Man's Best Defense
In what may be the most disturbing article in recent times regarding pit bull ownership, there are lessons to learn and trends to wise up to. In 2005, the Village Voice published an article about Tyler Eison, a man who intentionally trains his pit bulls to be vicious as a means of personal protection.
At DogsBite.org, we've read the article several times. We are still staring in disbelief and scratching our heads. Is the relationship between man and dog evolving into a tool of aggressive defense? It appears that it is, and there are no laws to penalize these owners, nor can victims attain civil recourse if calamity occurs.
Our question to you: Should it be legal to train your dog to violently attack a person? Unlike a gun that must be fired by a human hand, a vicious dog has a mind of its own.
"These are not normal dogs," says Tyler Eison, gazing reverently at a litter of seven-week-old pit bull puppies. "I like having very vicious, angry dogs. I'm going to teach them not to like other dogs. I'm going to agitate them, make them aggressive. That way when it's about business, they are going to be serious."
He goes on to talk about his dogs as "his pistols" and cites an incident that erupted where he summoned his dogs to help:
In the late '80s, Eison's car was rear-ended. An argument erupted as two men leapt out of the other car. One of them said he was going to get something out of his trunk. Eison guessed this something was a gun, so he wasted no time in loosing Conan on him. "I wasn't going to let him kill me, so my dog took care of him," he remembers. "I sicced my dog on that guy, man, and beat the other one up myself. I had no choice."
Another troubling trend in this story is Tyler's attitude about neutering. It's not just Tyler's attitude either; it spans nationwide. There is a culture of male dog owners that refuse to neuter their male dogs because it takes away the dog's "manhood. Actually, the reverse is true: neutering the male dog takes away the owner's manhood. The Brooklyn Animal Care worker adds:
When the owners come to retrieve their animals [at the shelter] they usually don't mention that they're breeders until she brings up the city policy of mandatory fixing of all dogs in city shelters before they're released. The potential financial loss is not the only reason some owners object. "The men always say, 'You're taking my manhood away.' We get that every week. They say that they can't walk the dog in their neighborhood anymore because people will see that his testicles are gone. They are adamant about it," Clemmons says.

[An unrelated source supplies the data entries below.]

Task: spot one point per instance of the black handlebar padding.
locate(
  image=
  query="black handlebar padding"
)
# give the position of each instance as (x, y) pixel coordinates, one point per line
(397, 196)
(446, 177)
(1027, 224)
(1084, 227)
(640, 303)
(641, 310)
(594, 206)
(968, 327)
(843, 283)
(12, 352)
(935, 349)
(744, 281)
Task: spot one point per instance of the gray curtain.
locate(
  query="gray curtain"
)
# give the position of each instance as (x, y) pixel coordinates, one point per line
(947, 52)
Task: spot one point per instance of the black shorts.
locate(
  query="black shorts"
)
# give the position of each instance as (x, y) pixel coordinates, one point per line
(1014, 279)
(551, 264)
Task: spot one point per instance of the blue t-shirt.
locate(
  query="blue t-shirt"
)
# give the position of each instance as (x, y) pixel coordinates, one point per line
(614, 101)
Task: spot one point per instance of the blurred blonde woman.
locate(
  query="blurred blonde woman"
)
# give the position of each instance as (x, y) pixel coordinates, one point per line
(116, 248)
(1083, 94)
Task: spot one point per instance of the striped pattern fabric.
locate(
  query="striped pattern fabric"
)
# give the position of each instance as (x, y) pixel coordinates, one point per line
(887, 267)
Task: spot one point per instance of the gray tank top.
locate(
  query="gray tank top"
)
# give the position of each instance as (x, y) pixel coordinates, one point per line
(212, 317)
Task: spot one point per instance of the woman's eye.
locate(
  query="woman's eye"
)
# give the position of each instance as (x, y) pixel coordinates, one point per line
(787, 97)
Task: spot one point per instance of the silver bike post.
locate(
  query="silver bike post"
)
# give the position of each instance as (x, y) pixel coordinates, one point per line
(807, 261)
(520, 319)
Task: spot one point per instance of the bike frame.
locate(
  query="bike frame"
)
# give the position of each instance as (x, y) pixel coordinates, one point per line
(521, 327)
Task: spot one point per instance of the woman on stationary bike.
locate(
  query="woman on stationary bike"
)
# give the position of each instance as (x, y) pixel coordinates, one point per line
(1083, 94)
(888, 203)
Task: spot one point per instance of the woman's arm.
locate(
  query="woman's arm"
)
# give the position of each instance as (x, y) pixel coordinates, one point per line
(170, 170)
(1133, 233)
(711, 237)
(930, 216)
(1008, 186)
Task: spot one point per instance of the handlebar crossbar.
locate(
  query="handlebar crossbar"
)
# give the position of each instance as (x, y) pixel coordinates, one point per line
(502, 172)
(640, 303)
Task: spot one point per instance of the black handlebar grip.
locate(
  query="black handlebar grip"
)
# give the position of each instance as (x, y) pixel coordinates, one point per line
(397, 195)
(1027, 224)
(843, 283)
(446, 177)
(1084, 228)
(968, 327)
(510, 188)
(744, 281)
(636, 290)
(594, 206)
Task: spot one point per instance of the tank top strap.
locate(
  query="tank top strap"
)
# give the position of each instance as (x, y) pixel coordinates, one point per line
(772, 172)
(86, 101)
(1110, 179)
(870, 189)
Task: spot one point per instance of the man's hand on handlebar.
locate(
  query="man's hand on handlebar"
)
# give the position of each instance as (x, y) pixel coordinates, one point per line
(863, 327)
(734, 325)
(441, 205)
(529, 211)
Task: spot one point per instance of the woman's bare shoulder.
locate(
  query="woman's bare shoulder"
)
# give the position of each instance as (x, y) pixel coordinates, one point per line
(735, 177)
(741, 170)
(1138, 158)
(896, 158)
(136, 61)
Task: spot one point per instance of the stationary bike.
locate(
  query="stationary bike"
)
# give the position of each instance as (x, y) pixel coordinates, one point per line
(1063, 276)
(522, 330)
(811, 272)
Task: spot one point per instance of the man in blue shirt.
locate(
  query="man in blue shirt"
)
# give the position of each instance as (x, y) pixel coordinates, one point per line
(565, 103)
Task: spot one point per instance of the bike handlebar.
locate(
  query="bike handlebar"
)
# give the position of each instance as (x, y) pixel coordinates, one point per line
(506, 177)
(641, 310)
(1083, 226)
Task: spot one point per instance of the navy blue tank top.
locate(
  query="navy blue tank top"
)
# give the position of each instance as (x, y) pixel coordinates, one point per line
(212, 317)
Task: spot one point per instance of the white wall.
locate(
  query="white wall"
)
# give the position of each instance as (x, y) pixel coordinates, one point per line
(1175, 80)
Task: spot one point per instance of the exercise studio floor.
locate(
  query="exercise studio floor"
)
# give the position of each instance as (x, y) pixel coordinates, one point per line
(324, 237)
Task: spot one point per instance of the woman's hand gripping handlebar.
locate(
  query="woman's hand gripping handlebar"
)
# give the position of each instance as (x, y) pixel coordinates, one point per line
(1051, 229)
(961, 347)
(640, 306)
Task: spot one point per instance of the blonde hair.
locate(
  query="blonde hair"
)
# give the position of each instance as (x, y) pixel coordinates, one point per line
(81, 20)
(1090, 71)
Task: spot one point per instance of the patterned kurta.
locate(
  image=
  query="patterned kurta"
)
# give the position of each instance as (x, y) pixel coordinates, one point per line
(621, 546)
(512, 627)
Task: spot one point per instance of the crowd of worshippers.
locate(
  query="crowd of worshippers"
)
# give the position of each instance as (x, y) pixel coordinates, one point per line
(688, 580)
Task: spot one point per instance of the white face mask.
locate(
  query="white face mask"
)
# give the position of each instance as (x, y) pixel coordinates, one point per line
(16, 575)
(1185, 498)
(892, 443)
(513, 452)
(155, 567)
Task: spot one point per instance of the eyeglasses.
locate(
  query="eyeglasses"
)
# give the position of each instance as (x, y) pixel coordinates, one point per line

Tyler agrees that it would be "embarrassing to be seen with a neutered dog." Then again, because he is a backyard breeder (and sells pups for $2,000) he has a greater reason for abstaining. He takes a crack at animal shelter beliefs:
"Their opinion is that we shouldn't breed, but at the same time they shouldn't be so quick to spay dogs, to take away what God gave them." Dogs are like cars or clothes, he says; people want name brands, not the kind of generic dog you can get at a shelter. With his dogs, people will know they're getting a high-caliber product. He says his bloodline is the Mercedes-Benz of dog breeds.
He solidifies the fine qualities of his dogs at the end of the article. He does so at the stake of the writer that tells his story:
"Watch him now, watch him now," says Eison to Rock in a gruff, deliberate voice, periodically jerking the leash. He lets him charge a foot or two toward the doll before yanking him back. It only takes a couple of passes of the toy before Rock is able to grab it. But it is not the toy he's after. He immediately drops it and stares with terrifying intensity at the person who had been holding it. "Rock's bloodline is one of the best. He doesn't want to stop, he'll fight to the death," says Eison. "You'll never be able to come in this backyard again."